A new EV costs about $8,000 more on average than a gas car, according to Kelley Blue Book.

The overall cost of ownership for EVs can still be cheaper than for gas cars due to lower fuel and maintenance costs. However, the question is, will Americans accept a higher upfront price tag in exchange for fewer costs — and less pollution — down the road?

The auto industry doesn’t pivot on a dime. Car lineups are designed, produced and released years in advance. But, in the last year, amid a torrent of policy decisions coming from the Trump White House, car companies have announced many moves that signal a retreat from some zero-emission vehicles:

—Acura discontinued its electric ZDX after just releasing one model year.

—Ford scrapped its forthcoming all-electric three-row SUV program.

—General Motors discontinued the Brightdrop van, an electric delivery van.

—Ram pivoted from releasing an all-electric pickup truck to a plug-in hybrid model.

—Stellantis shelved its hydrogen fuel cell program for commercial vans.

 

—Volkswagen canceled the release of its ID.7 sedan in North America.

The loss of new or forthcoming zero-emission models is disheartening, said Joel Levin, executive director of Plug In America, a nonprofit that hosts events to advocate for more EVs. But, he added, most of these were fledgling models that did not make up a large share of sales.

“I think it’s that people are just being more selective about what they’re bringing to market, and are focusing in on the vehicles that they really feel like have legs,” Levin said. “So it’s a loss. I’m sad about it. But I don’t think that it’s an existential threat to the market.”

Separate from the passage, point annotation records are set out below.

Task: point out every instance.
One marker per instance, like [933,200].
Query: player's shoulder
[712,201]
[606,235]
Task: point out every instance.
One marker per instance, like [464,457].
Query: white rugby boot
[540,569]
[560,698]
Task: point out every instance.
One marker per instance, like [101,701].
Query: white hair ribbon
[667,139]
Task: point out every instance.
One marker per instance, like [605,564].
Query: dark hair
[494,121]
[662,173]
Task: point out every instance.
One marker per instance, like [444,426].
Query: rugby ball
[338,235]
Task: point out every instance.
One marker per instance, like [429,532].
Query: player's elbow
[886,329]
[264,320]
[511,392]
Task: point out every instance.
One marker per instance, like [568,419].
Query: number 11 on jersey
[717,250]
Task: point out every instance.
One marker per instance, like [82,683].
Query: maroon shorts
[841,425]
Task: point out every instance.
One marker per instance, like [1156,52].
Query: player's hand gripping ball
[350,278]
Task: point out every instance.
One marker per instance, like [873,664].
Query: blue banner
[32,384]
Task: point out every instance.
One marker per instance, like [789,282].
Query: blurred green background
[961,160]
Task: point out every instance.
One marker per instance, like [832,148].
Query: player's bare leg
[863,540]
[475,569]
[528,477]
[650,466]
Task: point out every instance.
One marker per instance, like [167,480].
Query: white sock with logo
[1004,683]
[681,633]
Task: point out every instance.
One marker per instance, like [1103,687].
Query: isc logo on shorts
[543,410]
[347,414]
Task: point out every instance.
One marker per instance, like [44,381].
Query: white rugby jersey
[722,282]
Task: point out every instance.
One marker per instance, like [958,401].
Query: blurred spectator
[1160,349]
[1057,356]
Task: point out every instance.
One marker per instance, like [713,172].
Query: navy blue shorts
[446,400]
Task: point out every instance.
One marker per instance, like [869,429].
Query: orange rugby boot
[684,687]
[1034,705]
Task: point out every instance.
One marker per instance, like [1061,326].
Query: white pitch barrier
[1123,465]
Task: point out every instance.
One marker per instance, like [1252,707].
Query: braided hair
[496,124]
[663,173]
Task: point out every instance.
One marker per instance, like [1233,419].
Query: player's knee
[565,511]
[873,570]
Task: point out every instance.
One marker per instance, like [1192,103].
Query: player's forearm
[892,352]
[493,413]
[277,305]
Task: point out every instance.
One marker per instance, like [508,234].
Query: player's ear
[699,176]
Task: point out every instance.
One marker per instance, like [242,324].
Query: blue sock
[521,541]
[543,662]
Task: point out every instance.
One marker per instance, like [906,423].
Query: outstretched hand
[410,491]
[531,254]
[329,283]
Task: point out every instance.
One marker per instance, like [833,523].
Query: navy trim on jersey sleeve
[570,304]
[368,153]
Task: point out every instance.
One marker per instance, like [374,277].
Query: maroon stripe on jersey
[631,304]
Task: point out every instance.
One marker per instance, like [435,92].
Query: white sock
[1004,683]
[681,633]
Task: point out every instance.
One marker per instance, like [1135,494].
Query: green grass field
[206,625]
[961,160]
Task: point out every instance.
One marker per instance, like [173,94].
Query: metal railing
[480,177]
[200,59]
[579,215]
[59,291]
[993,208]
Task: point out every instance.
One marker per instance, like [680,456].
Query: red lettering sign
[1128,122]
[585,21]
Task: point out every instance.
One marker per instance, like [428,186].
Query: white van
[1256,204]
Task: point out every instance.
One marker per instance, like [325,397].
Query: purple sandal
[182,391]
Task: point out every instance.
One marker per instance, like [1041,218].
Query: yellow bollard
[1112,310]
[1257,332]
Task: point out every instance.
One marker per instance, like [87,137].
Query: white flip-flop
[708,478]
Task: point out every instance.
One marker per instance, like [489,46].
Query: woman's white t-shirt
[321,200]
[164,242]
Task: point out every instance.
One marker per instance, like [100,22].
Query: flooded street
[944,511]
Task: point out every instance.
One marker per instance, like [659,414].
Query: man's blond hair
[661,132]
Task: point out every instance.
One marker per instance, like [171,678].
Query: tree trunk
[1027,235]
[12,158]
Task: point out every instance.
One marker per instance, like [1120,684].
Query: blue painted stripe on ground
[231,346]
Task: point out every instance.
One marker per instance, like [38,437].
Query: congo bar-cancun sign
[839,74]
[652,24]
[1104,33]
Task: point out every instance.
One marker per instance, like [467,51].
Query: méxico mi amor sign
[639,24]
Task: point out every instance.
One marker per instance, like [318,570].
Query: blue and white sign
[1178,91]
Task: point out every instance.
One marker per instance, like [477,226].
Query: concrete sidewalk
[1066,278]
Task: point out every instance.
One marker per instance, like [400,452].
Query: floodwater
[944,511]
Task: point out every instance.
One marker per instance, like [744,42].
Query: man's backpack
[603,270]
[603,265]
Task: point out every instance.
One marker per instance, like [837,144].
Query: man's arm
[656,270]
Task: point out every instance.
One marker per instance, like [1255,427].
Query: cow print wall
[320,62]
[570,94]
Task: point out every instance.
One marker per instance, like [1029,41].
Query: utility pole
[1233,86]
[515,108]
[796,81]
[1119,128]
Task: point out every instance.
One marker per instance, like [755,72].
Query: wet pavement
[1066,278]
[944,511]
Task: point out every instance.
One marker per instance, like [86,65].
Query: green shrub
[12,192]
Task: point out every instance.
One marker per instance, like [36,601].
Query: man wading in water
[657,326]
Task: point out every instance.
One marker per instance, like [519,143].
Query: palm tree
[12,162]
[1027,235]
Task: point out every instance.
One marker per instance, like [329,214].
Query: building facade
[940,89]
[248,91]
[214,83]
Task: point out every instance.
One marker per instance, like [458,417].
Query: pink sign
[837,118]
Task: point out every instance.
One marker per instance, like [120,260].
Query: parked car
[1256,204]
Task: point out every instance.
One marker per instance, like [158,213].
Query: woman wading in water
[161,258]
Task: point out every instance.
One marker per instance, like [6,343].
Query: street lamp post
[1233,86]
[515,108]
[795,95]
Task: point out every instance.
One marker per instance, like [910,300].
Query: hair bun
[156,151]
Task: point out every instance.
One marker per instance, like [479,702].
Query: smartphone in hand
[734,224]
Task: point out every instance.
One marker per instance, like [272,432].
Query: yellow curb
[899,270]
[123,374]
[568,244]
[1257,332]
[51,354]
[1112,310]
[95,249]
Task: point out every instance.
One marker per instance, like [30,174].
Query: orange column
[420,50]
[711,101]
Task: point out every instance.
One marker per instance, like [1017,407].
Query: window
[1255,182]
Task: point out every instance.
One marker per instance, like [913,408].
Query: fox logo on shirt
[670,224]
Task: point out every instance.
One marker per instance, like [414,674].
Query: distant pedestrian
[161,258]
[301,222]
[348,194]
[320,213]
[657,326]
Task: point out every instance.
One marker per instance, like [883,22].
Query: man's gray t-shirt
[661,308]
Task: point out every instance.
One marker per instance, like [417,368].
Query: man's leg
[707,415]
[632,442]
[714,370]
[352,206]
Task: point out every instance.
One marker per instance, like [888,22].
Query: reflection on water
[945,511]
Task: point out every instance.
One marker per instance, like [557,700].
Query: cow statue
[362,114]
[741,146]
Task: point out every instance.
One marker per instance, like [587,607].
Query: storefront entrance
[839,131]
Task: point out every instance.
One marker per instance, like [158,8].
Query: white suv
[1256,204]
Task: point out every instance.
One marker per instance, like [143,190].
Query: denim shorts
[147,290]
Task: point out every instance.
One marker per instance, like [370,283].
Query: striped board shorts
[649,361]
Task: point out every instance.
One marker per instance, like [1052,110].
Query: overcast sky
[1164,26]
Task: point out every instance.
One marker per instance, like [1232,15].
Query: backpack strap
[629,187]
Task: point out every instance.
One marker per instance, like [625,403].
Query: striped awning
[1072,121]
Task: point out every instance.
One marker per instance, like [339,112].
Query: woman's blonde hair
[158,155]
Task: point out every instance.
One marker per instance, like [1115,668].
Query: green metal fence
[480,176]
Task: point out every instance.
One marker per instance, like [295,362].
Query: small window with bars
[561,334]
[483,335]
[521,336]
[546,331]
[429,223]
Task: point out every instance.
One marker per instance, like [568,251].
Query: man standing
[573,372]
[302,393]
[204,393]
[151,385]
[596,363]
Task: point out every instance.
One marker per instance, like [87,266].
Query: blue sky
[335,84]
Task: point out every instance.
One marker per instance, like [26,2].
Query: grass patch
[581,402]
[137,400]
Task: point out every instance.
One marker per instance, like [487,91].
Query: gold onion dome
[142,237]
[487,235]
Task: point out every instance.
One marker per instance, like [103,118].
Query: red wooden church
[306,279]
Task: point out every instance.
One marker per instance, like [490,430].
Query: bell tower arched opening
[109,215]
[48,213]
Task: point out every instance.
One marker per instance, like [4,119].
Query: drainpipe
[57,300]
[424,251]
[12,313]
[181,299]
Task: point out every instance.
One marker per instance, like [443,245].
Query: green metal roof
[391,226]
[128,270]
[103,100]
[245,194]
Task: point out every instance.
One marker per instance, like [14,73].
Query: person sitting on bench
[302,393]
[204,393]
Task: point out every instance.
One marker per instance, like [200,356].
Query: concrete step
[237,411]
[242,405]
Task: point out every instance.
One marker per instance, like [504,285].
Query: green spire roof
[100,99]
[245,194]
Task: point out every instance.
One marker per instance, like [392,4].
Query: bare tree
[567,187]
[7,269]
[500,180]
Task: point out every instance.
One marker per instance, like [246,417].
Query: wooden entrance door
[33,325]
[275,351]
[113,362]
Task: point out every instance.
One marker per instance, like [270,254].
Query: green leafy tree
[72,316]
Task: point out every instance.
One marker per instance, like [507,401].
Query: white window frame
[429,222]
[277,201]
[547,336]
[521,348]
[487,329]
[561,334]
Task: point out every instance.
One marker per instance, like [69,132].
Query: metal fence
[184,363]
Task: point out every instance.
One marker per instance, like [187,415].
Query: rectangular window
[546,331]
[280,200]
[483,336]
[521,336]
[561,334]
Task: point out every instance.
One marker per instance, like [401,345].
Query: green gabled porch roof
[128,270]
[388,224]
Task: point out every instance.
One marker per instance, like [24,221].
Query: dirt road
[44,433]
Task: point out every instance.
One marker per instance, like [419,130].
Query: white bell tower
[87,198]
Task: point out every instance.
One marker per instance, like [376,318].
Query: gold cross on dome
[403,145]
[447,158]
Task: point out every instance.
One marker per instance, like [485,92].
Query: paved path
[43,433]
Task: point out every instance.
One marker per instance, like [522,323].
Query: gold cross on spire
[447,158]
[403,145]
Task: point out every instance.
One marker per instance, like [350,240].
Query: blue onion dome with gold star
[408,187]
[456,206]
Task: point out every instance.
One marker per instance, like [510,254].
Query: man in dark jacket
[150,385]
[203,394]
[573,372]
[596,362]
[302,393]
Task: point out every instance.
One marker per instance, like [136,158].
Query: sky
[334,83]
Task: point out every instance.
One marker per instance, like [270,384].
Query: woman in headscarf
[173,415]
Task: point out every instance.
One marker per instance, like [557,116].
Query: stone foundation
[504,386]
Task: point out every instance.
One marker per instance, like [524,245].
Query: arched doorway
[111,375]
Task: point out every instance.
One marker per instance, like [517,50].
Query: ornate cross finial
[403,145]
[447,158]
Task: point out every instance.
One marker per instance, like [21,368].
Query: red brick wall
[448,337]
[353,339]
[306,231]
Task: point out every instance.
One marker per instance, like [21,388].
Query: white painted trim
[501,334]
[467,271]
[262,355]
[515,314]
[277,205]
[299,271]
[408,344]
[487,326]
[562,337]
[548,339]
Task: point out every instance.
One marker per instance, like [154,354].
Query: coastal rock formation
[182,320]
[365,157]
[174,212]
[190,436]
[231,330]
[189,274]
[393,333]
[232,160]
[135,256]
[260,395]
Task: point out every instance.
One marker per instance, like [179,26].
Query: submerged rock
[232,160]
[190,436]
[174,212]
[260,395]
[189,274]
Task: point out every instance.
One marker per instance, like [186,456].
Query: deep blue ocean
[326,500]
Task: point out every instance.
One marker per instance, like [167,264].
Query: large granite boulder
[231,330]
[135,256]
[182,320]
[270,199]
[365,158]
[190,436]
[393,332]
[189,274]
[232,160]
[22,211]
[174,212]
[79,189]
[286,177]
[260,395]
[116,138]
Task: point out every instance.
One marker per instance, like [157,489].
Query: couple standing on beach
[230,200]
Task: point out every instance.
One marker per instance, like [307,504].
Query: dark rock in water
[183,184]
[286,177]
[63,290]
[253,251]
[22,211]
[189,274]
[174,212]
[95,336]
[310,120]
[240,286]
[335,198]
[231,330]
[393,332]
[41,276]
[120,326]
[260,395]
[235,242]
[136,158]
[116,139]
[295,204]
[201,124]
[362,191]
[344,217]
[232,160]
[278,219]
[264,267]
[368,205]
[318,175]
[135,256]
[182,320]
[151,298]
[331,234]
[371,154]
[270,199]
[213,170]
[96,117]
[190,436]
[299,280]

In the last decade, Levin has seen the national market share of EVs and plug-in hybrids compared with overall car sales grow from a fraction of a percent in 2015 to roughly 10% in 2024. In California, that number was even higher, at 25%.

Levin said that can largely be attributed to advancement of battery technology, which has allowed for drastically longer range. But EVs also offer technological amenities that gas counterparts do not.

“Ford has advertised how you can use your pickup truck as backup power for your house if the power goes out,” Levin said. “Or if you’re a contractor or rancher and you need to use power tools somewhere remote away from your house, you can just plug them into your truck. If you’re camping, you can set up your electric kitchen, or you can watch movies, or you can charge your equipment.”

Those features may help win over some drivers. But experts say government regulations are necessary to achieve California’s air quality and climate targets.

California is suing the federal government and Trump administration, alleging they illegally overturned the state’s auto emission standards. The state Air Resources Board has also proposed several ideas to boost EV sales, such as providing free access to toll roads to EV and hybrid drivers.

That said, Gov. Gavin Newsom recently ruled out one of the most powerful tools at his disposal to promote a clean fleet of vehicles in California, as he reneged on his commitment to restore a state rebate program for EV buyers that he had previously vowed to put into effect if Trump eliminated federal incentives.

Dan Sperling, a former CARB board member and UC Davis professor, said the state might consider a “feebate” program in which the state could impose fees on the sales of the most polluting cars, which would then be used to fund rebates for EV and hybrid purchases.

Meanwhile, as consumer sentiment and government policies vacillate in the U.S., demand internationally continues to grow. And American automakers will need to keep investing in EVs if they want to stay globally competitive. Sperling, who took my call while traveling to Paris, said he noticed Chinese EVs throughout the city.

“In China, 50% of all their vehicles that they sell are electric vehicles,” Sperling said. “They sell more electric vehicles in China than total cars sold in the U.S.

“The vehicle industry is an international industry and so they can’t afford to just give up on electric vehicles, because that means they’re giving up on the rest of the world.”


©2025 Los Angeles Times. Visit at latimes.com. Distributed by Tribune Content Agency, LLC.